23. Somut olayda başvurucunun doğrudan duruşmada hazır bulunma hakkından feragat ettiğine dair bir beyanı bulunmamakta ise de istemine aykırı olarak SEGBİS yoluyla duruşmalara katılmak zorunda bırakıldığını söylemek de mümkün gözükmemektedir. Zira duruşmalara SEGBİS aracılığı ile katıldığı sırada başvurucu, bu duruma yönelik herhangi bir itiraz ileri sürmemiştir. Her ne kadar başvurucunun bireysel başvuru formunda yargılama sırasında ses ve görüntü aktarımı sırasında teknik aksaklıklar yaşadığını ileri sürmüş ise de yargılamaya uzaktan katılım sürecinde ses ve görüntü kalitesiyle ilgili sorun yaşadığına ilişkin iddia ve itirazı duruşma tutanaklarına yansımamıştır. Başvurucunun duruşmalara bizzat katılma talebini celse aralarında Mahkemeye iletmemesi de dikkate alındığında söz konusu hakka ilişkin feragat etme iradesini zımnen ortaya koyduğu açıktır. Ayrıca başvurucunun SEGBİS aracılığı ile duruşmaya katılımının sonuçlarını makul olarak öngörebilecek durumda olmadığına dair somut bir veri bulunmadığı gibi duruşmada hazır bulunma hakkından feragat ile ilgili asgari usul güvencelerinin kendisine sağlanmadığına yönelik bir iddiası da başvuru formuna yansımamıştır. Buna ek olarak başvurucunun duruşmada hazır bulunma hakkından feragat etme iradesini gösterdiğine ilişkin kabulü meşru olmaktan çıkaracak üstün bir kamu yararının mevcut olduğundan söz etmek de -somut olayın koşullarında- mümkün gözükmemektedir. Dolayısıyla başvurucunun duruşmada hazır bulunma hakkına bir müdahalede bulunulmadığı sonucuna varılmıştır.

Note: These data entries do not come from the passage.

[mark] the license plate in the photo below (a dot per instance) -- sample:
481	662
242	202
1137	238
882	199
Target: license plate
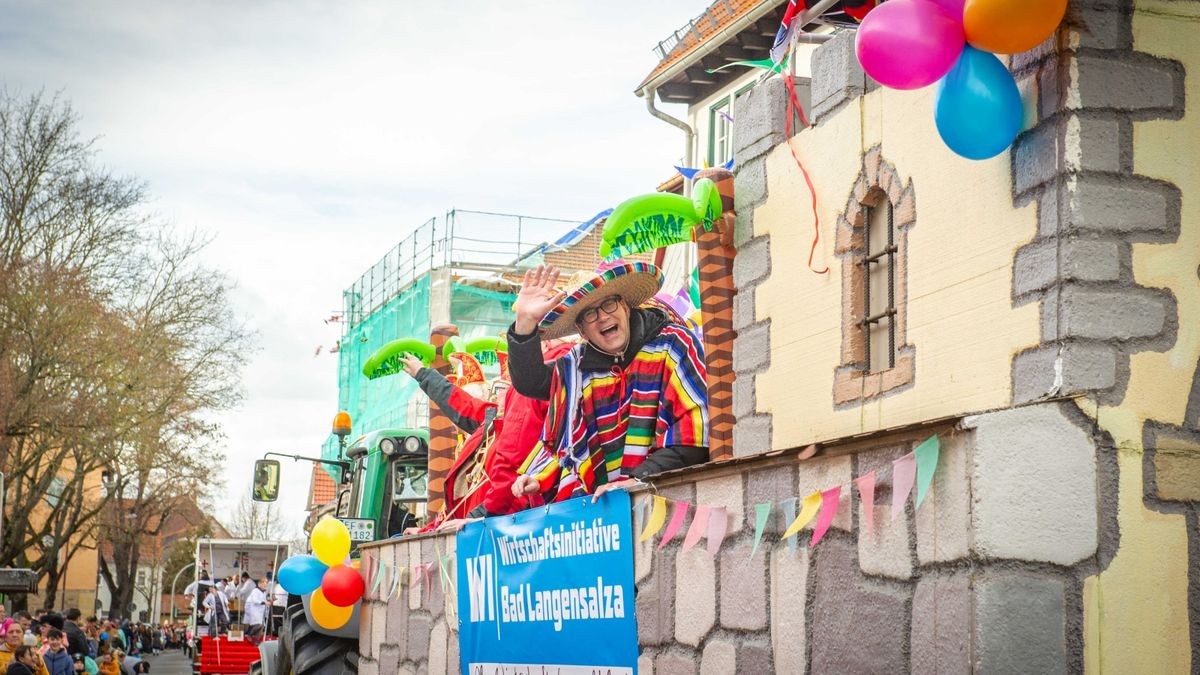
361	529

24. Açıklanan gerekçelerle Anayasa’nın 36. maddesinde güvence altına alınan adil yargılanma hakkı kapsamındaki duruşmada hazır bulunma hakkına ilişkin olarak bir ihlalin bulunmadığı açık olduğundan başvurunun açıkça dayanaktan yoksun olması nedeniyle kabul edilemez olduğuna karar verilmesi gerekir.

VI. HÜKÜM

Açıklanan gerekçelerle;

A. Duruşmada hazır bulunma hakkının ihlal edildiğine ilişkin iddianın açıkça dayanaktan yoksun olması nedeniyle KABUL EDİLEMEZ OLDUĞUNA,

B. Yargılama giderlerinin başvurucu üzerinde BIRAKILMASINA 6/9/2023 tarihinde OYBİRLİĞİYLE karar verildi.